Ali Akbar Moinfar (علی‌اکبر معین‌فر; 14 January 1928 – 2 January 2018) was an Iranian politician and the first oil minister of the Islamic Republic of Iran, serving briefly from 1979 to 1980. He later served as a member of the Parliament of Iran from 1980 to 1984, representing Tehran, Rey and Shemiranat.

==Early life and education==
Moinfar was born in Tehran on 14 January 1928. He graduated from the University of Tehran with a degree in structural engineering in 1951. He furthered his studies in seismic engineering under Professor Seiji Naito in Waseda University, Japan. He was a founding member of the Islamic Association of Engineers.

==Career==
Moinfar worked at the plan and budget organization during the reign of Shah Mohammad Reza Pahlavi. He had connections with the Freedom of Iran movement, which was led by Mehdi Bazargan. However, this link was not formal, and he never attached himself to the movement.

Following the 1979 revolution, Moinfar became one of the members of the Revolutionary Council. He also acted as the spokesman of the council. He was named minister of budget and planning to the interim government headed by Mehdi Bazargan.

In September 1979, Moinfar was appointed oil minister in a cabinet reshuffle, becoming the first oil minister of Iran, when the office was established. He was also appointed chairman and managing director of the National Iranian Oil Company (NIOC), replacing Hasan Nazih in the post.

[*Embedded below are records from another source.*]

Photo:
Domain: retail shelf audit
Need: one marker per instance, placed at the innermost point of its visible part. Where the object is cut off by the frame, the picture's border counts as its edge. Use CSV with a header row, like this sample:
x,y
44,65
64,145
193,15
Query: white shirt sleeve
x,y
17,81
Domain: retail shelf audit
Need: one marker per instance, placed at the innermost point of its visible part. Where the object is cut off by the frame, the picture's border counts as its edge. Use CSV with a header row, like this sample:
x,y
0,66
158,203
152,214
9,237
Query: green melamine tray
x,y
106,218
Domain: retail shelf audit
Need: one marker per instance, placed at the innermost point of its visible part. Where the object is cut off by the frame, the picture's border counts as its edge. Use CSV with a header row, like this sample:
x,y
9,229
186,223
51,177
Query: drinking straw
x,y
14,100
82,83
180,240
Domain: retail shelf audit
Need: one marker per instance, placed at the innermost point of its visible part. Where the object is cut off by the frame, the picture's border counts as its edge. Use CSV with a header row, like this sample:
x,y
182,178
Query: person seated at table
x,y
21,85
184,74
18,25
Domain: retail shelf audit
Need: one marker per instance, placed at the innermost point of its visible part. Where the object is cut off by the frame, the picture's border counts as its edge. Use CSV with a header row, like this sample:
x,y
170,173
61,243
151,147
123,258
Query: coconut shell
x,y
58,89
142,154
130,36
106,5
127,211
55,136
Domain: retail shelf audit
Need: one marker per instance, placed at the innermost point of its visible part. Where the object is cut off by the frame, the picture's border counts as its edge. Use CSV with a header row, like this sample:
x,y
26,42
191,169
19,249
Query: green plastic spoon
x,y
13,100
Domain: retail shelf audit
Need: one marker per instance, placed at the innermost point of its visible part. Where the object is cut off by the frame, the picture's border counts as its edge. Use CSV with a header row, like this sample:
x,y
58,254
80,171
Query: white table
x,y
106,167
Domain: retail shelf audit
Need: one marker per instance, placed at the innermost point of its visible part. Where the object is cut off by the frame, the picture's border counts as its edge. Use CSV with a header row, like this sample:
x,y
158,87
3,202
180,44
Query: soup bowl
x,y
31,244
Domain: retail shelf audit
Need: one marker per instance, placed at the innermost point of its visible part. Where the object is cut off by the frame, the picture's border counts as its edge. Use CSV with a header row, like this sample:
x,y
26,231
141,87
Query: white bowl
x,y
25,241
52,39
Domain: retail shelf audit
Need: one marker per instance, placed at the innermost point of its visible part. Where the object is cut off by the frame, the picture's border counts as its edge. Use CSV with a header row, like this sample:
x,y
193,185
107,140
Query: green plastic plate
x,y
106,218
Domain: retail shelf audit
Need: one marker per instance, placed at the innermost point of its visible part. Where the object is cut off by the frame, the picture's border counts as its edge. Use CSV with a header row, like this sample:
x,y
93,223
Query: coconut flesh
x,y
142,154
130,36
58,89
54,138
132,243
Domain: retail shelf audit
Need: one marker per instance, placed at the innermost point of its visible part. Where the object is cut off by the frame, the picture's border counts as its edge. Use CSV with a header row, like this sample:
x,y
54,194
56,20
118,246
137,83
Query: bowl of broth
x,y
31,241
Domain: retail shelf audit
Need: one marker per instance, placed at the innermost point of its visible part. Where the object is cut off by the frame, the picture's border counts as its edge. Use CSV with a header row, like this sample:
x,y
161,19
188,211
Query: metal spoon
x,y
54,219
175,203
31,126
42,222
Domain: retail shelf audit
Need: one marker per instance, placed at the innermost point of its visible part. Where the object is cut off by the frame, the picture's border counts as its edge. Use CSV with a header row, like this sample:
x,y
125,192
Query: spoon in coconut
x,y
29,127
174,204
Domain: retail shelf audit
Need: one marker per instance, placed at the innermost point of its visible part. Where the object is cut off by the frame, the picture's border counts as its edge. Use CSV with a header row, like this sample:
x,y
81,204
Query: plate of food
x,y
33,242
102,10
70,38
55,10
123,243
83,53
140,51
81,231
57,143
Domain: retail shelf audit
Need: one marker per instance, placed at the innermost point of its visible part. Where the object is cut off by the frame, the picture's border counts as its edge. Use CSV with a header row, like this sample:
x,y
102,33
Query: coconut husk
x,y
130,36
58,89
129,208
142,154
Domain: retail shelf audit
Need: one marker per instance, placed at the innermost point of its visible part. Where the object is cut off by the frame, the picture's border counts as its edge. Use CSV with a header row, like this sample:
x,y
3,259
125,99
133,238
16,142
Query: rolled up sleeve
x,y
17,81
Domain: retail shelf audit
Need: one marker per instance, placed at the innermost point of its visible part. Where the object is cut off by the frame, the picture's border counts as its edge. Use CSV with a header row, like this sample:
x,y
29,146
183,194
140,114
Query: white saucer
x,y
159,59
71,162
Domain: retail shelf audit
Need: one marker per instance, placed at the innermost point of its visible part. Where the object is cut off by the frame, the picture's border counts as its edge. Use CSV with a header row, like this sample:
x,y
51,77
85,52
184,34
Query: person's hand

Moinfar continued to serve as oil minister after the resignation of the interim government of Bazargan in November 1979. He also won a parliamentary seat in the 1980 general elections. However, he was harshly criticized by the fundamentalists for removing 'only committed Muslims' rather than leftists from the ministry. In the Majlis Moinfar was one of the supporters of Abolhassan Banisadr together with Mehdi Bazargan, Ebrahim Yazdi, Yadollah Sahabi and Ahmad Sadre. Due to his support he also experienced attacks at the Majlis. Moinfar's tenure as oil minister lasted until September 1980 when Mohammad Ali Rajai formed the cabinet. Ashgar Ibrahimi was nominated to succeed Moinfar as oil minister. However, Ibrahimi did not get necessary vote at the Majlis, and Mohammad Javad Tondguyan became the oil minister.

Moinfar served as a parliament member until 1984. He was beaten by nearly ten conservative members of the parliament in 1983. He ran for office in the elections in 1996, but his candidacy was rejected by the Guardian Council.

==Later years and death==
Moinfar never left Iran except to visit his children who lived overseas. He was an honorary member of the European Association for Earthquake Engineering.

Moinfar died on 2 January 2018 in Tehran, 12 days before his 90th birthday.